Dans l'ensemble du Québec, les investissements pour retaper le réseau routier atteindront 3,7 milliards de dollars cette année et en 2010, soit presque l'équivalent du budget annuel de la Ville de Montréal. De cette somme, 471,2 millions sont consacrés à 73 chantiers montréalais, sans compter le pont Mercier. Laval compte 20 chantiers et la Montérégie, 288 pour l'Est et l'Ouest. Et 77 chantiers routiers sont actifs dans les Laurentides.

Évidemment, il n'y a pas de solution miracle pour circuler, à moins d'avoir son hélicoptère personnel. À Transports Québec, on indique «que les automobilistes pensent à tort qu'on peut offrir une voie de contournement ou des mesures de mitigation pour chaque chantier».

«Il y a trop de mouvance dans la gestion des chantiers, explique Mario St-Pierre de Transports Québec.

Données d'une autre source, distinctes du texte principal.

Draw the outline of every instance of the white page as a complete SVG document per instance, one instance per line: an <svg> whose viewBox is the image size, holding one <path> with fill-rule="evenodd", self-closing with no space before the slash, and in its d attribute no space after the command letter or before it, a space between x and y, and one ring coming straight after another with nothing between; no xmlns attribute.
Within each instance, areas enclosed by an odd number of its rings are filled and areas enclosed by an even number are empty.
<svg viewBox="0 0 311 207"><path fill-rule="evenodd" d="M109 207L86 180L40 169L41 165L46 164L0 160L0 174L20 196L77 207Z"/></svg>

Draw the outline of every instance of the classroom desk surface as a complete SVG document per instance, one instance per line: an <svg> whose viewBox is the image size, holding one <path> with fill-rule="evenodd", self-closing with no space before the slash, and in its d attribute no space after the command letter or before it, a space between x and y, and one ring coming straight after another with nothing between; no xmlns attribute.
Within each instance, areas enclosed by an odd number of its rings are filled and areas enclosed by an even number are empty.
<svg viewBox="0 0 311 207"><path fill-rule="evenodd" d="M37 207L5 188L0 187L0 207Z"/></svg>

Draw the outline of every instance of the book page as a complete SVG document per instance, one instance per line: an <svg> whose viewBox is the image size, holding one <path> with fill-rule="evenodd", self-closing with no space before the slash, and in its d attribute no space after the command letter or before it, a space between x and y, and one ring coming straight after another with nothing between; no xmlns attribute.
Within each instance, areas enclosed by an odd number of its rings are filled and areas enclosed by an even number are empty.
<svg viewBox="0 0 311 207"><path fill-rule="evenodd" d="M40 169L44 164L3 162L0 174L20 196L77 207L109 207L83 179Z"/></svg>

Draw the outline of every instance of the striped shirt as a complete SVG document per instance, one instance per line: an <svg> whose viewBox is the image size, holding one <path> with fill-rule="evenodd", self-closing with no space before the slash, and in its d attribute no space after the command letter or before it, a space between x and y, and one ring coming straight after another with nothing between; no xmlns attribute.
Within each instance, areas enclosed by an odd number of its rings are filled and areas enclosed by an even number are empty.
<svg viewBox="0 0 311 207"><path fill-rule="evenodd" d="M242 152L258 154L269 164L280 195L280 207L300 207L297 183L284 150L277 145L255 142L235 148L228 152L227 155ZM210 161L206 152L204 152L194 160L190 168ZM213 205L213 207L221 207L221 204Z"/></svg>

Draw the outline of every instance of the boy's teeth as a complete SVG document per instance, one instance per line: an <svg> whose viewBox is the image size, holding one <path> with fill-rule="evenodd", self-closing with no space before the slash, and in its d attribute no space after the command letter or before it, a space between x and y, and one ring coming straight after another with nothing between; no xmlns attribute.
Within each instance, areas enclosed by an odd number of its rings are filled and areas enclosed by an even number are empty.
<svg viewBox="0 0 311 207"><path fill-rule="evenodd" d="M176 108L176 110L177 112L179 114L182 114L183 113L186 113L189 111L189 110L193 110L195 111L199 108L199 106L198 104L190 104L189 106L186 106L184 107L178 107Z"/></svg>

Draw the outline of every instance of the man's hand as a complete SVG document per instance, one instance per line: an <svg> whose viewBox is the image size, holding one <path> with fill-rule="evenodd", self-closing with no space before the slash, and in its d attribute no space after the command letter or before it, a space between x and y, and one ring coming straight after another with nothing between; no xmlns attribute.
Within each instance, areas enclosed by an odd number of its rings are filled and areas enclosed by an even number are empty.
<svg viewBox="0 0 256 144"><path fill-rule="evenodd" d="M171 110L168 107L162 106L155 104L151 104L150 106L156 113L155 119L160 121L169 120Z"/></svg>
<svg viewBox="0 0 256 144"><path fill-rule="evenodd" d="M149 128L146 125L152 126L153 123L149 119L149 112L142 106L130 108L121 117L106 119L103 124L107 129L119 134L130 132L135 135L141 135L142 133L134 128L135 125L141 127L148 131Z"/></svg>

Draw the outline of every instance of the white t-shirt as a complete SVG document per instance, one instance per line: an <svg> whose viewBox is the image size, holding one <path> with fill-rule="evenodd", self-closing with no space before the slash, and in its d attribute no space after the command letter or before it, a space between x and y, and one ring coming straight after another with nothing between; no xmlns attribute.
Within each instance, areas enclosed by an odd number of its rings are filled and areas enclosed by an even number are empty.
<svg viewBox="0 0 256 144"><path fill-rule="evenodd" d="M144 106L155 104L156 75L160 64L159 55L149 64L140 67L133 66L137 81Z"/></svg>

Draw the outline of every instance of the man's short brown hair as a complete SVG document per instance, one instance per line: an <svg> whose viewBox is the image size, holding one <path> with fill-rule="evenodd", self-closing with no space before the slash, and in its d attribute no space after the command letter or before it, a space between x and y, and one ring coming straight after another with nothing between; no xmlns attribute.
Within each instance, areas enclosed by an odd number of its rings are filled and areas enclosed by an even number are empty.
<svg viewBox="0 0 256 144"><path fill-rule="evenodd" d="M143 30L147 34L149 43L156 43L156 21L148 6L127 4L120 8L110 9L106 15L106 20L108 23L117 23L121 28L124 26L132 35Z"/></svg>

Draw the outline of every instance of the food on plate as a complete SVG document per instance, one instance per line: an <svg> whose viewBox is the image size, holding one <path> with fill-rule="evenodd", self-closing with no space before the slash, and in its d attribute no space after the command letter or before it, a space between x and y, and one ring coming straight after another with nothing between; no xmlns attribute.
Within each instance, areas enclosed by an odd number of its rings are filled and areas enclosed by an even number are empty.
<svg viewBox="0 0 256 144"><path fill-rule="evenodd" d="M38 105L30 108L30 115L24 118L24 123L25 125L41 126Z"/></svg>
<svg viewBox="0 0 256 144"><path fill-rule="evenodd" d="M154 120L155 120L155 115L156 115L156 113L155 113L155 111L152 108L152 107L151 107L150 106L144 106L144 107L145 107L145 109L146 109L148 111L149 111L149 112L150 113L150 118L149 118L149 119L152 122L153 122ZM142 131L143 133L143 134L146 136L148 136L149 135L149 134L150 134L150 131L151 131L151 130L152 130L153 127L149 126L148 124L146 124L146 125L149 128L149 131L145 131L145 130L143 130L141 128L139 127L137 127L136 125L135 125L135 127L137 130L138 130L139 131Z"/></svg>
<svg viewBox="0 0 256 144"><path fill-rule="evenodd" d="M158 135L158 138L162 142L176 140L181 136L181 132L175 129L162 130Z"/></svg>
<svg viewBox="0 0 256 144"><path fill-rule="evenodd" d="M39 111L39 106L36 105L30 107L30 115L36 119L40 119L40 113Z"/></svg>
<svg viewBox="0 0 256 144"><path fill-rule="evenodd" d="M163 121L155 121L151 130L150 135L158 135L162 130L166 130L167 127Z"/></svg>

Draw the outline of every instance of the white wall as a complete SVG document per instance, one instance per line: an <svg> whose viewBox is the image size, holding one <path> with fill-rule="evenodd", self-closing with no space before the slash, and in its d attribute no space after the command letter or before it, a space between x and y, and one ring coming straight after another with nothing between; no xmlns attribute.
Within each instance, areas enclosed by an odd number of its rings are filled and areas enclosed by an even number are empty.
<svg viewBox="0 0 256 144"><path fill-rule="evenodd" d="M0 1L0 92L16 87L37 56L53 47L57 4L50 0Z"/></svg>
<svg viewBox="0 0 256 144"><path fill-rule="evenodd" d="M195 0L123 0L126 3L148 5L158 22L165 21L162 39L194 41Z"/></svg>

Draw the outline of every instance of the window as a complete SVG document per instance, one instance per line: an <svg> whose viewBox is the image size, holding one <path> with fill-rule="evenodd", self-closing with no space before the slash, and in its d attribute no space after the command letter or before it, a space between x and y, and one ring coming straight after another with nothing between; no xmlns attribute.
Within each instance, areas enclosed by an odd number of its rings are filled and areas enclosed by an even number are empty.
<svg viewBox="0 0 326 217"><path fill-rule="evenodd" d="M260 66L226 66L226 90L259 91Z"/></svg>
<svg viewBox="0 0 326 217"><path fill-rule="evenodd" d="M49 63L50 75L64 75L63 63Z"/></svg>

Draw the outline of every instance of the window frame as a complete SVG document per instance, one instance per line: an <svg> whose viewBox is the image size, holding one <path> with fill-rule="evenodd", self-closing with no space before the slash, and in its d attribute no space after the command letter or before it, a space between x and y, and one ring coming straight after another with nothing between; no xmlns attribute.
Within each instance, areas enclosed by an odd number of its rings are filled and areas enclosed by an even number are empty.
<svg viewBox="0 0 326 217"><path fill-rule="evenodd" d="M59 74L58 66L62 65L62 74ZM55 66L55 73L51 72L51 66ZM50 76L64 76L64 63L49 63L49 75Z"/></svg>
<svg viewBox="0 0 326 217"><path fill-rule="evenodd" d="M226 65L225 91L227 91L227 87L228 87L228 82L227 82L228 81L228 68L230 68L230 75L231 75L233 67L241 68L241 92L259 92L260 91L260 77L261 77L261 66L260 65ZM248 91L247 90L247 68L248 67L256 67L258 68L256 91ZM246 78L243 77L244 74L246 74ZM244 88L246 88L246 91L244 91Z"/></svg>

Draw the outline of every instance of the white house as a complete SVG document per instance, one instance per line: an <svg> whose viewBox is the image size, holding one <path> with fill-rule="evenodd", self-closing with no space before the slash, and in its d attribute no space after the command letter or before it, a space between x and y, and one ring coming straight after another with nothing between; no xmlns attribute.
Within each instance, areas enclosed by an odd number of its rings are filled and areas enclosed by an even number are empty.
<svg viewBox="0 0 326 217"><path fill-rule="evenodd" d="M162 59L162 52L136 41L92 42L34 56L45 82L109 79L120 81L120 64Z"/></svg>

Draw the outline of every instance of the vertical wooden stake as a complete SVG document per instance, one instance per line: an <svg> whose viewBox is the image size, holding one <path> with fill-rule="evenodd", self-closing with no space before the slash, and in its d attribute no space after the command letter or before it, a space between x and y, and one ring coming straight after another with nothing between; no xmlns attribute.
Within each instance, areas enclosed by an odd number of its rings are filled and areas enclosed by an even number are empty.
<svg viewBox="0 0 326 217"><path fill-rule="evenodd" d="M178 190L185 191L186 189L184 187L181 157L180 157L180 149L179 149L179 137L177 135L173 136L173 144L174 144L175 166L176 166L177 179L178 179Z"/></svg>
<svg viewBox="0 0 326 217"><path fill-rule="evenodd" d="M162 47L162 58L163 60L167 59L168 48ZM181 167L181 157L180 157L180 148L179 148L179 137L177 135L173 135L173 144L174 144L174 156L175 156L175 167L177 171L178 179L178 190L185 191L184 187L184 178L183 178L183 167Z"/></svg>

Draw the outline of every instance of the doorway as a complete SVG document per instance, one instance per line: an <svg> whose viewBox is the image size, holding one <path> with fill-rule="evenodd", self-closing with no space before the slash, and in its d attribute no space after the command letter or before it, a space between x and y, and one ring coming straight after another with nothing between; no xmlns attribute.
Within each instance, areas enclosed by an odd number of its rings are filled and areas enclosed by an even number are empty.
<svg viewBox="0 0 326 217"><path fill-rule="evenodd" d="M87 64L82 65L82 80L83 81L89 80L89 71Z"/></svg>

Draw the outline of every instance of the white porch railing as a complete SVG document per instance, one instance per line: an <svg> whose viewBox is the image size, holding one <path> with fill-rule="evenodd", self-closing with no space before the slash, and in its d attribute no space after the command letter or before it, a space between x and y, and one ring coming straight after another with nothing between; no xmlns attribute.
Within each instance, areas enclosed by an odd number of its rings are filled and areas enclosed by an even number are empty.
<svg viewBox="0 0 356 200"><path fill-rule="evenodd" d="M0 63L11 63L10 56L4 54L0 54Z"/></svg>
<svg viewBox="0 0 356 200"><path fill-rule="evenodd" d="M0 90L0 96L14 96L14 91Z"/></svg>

Une journée, on va travailler sur telle bretelle d'un chantier puis une autre journée, ce sera une autre bretelle. Et puis, s'il y a de la pluie, on ne peut pas rouler de l'asphalte. Et on n'a pas l'habitude de rediriger les automobilistes vers le réseau relevant de la Ville de Montréal.»

M. St-Pierre ne manque pas de faire remarquer que les travaux sont aussi nombreux en soirée, la nuit, et particulièrement le week-end, où l'achalandage est moindre. Mais prix de consolation: le boom de réfection permettra d'avoir 71% de chaussée en bon état d'ici 2011, estime le Ministère. Ce qui permettra ensuite de passer en mode entretien, précise-t-on.